Focus and the Fast Track

Over the years I have seen the application of the method presented in this book create profound results for people in their day-to-day worlds. As you begin to use it habitually as your primary means of addressing all situations—from processing e-mails, to buying a house or a company, to structuring meetings or having conversations with your kids—your personal productivity can go through the roof.

Many of the professionals I have worked with who integrated this method now find themselves experiencing enhanced or even new jobs and careers. These processes really work in the arena of the ordinary things we must deal with daily—the stuff of

our work. When you demonstrate to yourself and to others an increasing ability to get things done 'in the trenches,' you probably won't stay in the same trench for very long.[15] It's been inspiring for me to learn and coach others how to deal with the immediate realities down where the rubber hits the road—and how to tie in the power of positive imagery to practical experiences in all our daily lives.

The 'fast track' alluded to in the section heading above is a bit of misnomer. For some, slowing down, getting out of the squirrel cage, and taking care of themselves may be the major change precipitated by this methodology. The bottom line is it makes you more conscious, more focused, and more capable of implementing the changes and results you want, whatever they are.

'Create a way to regularly spend more time with my daughter' is as specific a project as any, and equally demanding of a next action to be determined. Having the vague, gnawing sense that you 'should' do something about your relationship with your daughter, and not actually doing anything, can be a killer. I often work with clients who are willing to acknowledge the real things of their lives at this level as 'incompletes'—to write them down, define real projects about them, and ensure that next actions are decided on—until the finish line is crossed. That is real productivity, perhaps in its most awesome manifestation.

The Significance of Applied Outcome Thinking

What I want to emphasize now is how learning to process the details of our work and lives with this clear and consistent system can affect others and ourselves in significant ways we may not expect.

As I've said, employing next-action decision-making results in clarity, productivity, accountability, and empowerment. Exactly the same results happen when you hold yourself to the discipline of identifying the real results you want and, more specifically, the projects you need to define in order to produce them.

Defining specific projects and next actions that address real quality-of-life issues is productivity at its best.

It's all connected. You can't really define the right action until you know the outcome, and your outcome is disconnected from reality if you're not clear about what you need to do physically to make it happen. You can get at it from either direction, and you must, to get things done.
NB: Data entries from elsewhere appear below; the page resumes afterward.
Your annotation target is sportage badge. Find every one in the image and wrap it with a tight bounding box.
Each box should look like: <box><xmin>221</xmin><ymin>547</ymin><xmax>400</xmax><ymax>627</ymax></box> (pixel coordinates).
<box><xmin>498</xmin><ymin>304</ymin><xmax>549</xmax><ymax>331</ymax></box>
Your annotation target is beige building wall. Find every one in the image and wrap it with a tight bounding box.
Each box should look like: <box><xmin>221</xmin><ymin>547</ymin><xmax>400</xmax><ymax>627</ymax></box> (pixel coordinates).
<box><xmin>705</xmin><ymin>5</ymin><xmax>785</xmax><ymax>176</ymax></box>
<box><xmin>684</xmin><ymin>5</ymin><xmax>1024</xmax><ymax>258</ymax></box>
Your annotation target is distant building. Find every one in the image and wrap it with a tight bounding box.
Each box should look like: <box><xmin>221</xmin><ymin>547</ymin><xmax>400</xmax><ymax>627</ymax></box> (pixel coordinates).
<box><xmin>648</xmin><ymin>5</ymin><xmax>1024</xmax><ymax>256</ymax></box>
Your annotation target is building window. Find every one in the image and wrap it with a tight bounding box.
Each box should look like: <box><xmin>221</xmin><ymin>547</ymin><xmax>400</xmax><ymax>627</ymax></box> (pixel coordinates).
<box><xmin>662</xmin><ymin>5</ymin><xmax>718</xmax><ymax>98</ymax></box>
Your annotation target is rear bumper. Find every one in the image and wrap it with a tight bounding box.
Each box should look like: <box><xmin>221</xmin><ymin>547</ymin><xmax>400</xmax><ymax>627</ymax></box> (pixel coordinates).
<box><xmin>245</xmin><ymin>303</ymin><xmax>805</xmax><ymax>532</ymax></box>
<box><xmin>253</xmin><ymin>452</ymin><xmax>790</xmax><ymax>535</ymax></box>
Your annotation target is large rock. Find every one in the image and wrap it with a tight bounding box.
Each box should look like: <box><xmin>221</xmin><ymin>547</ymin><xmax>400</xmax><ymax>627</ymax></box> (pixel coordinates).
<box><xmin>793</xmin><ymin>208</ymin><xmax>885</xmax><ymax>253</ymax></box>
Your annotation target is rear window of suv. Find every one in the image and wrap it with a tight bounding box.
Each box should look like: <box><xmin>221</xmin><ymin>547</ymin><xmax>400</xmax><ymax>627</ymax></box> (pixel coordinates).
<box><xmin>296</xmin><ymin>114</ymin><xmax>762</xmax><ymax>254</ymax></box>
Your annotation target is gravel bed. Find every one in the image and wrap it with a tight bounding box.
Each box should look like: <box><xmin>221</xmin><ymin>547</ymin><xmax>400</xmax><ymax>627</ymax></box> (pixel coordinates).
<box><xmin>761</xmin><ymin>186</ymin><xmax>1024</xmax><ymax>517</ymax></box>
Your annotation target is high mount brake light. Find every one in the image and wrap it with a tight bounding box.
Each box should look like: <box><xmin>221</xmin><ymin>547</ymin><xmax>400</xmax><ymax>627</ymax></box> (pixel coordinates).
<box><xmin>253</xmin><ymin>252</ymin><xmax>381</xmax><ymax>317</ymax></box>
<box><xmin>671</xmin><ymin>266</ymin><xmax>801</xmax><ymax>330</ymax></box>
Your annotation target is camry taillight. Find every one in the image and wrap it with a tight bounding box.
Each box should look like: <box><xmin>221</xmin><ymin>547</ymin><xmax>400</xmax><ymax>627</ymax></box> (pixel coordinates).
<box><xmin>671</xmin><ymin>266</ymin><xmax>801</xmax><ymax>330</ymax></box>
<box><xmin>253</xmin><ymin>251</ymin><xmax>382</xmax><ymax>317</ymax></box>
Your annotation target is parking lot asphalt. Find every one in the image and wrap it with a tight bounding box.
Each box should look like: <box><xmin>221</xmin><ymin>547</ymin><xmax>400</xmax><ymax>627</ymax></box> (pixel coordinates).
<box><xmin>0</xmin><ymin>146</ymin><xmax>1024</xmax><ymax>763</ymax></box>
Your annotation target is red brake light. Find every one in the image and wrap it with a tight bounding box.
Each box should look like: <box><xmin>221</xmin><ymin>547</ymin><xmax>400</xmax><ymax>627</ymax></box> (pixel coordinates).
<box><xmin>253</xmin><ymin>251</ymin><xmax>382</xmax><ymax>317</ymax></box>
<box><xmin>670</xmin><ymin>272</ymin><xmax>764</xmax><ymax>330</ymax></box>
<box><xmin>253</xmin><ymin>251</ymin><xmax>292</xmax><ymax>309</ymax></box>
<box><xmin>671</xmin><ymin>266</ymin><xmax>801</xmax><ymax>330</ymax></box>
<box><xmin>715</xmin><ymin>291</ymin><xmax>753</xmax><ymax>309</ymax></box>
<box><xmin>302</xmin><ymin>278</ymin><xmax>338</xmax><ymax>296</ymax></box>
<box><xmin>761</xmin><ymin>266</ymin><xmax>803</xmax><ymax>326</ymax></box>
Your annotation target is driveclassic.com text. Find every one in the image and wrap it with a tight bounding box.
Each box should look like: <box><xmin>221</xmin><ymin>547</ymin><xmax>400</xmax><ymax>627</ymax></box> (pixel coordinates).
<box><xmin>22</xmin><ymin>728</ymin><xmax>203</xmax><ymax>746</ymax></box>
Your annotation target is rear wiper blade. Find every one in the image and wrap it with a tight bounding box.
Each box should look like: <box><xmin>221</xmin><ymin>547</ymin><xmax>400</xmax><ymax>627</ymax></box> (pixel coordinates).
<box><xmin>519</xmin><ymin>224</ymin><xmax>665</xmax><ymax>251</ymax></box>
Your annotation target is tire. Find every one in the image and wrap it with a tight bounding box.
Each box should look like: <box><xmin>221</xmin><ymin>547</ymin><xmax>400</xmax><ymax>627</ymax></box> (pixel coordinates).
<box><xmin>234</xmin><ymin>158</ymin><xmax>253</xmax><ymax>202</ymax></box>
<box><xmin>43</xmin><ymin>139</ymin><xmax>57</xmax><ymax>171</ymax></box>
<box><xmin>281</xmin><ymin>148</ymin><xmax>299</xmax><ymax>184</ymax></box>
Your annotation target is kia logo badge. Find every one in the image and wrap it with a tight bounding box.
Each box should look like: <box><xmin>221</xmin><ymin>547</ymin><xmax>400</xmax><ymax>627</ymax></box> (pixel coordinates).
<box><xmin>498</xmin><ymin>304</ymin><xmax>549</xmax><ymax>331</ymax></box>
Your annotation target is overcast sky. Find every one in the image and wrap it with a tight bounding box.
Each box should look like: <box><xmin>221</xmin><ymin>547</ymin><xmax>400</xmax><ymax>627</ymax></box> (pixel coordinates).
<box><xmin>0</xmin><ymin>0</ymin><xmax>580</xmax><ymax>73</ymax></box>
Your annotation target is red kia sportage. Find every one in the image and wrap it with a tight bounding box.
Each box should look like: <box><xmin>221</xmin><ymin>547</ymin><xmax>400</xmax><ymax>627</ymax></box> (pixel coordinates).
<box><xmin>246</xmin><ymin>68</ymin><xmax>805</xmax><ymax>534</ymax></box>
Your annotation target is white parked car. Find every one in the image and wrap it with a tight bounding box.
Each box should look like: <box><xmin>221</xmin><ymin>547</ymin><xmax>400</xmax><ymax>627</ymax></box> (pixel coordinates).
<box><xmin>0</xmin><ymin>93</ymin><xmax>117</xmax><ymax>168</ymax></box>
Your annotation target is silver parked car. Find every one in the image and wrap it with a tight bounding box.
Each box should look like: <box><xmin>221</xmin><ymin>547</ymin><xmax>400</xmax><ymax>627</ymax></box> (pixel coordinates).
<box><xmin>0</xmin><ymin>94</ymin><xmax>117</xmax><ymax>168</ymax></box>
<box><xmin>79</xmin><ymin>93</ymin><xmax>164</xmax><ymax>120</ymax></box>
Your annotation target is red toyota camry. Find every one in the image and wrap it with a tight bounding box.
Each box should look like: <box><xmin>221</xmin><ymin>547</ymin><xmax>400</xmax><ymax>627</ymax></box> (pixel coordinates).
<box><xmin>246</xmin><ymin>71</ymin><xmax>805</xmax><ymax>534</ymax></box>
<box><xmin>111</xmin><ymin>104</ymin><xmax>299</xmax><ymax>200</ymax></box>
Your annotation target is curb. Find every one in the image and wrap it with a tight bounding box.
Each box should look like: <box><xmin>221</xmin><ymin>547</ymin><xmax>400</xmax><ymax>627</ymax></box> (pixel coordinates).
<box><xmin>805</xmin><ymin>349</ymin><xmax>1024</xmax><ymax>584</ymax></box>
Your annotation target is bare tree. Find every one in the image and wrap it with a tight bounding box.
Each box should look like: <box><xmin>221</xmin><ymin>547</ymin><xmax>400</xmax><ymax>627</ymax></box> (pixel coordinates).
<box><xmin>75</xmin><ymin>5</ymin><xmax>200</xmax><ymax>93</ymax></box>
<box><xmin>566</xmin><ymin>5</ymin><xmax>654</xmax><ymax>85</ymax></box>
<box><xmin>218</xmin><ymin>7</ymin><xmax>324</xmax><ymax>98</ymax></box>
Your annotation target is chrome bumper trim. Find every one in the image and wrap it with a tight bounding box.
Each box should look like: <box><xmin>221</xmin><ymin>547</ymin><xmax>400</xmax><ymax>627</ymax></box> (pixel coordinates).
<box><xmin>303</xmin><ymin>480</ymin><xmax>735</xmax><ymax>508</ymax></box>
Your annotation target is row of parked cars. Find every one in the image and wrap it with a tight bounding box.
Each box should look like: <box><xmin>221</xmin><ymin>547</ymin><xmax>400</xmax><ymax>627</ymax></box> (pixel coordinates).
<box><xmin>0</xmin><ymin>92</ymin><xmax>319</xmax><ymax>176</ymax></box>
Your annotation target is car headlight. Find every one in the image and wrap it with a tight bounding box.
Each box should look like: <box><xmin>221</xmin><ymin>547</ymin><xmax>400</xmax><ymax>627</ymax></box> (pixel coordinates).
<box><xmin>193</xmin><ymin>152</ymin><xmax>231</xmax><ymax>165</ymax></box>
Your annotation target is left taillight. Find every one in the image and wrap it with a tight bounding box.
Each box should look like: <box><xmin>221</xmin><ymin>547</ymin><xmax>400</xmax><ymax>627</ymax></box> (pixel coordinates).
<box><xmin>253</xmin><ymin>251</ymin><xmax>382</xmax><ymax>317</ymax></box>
As an expert in whole-brain learning and good friend of mine, Steven Snyder, put it, 'There are only two problems in life: (1) you know what you want, and you don't know how to get it; and/or (2) you don't know what you want.' If that's true (and I think it is) then there are only two solutions:

• Make it up.

• Make it happen.

We are constantly creating and fulfilling.

This can be construed from the models of yin/yang, right brain/left brain, creator/destroyer— or whatever equivalent works best for you. The truth is, our energy as human beings seems to have a dualistic and teleological reality—we create and identify with things that aren't real yet on all the levels we experience; and when we do, we recognize how to restructure our current world to morph it into the new one, and experience an impetus to make it so.

Things that have your attention need your intention engaged. 'What does this mean to me?' 'Why is it here?' 'What do I want to have be true about this?' ('What's the successful outcome?') Everything you experience as incomplete must have a reference point for 'complete.'

Once you've decide that there is something to be changed and a mold to fill, you ask yourself, 'How do I now make this happen?' and/or 'What resources do I need to allocate to make it happen?' ('What's the next action?').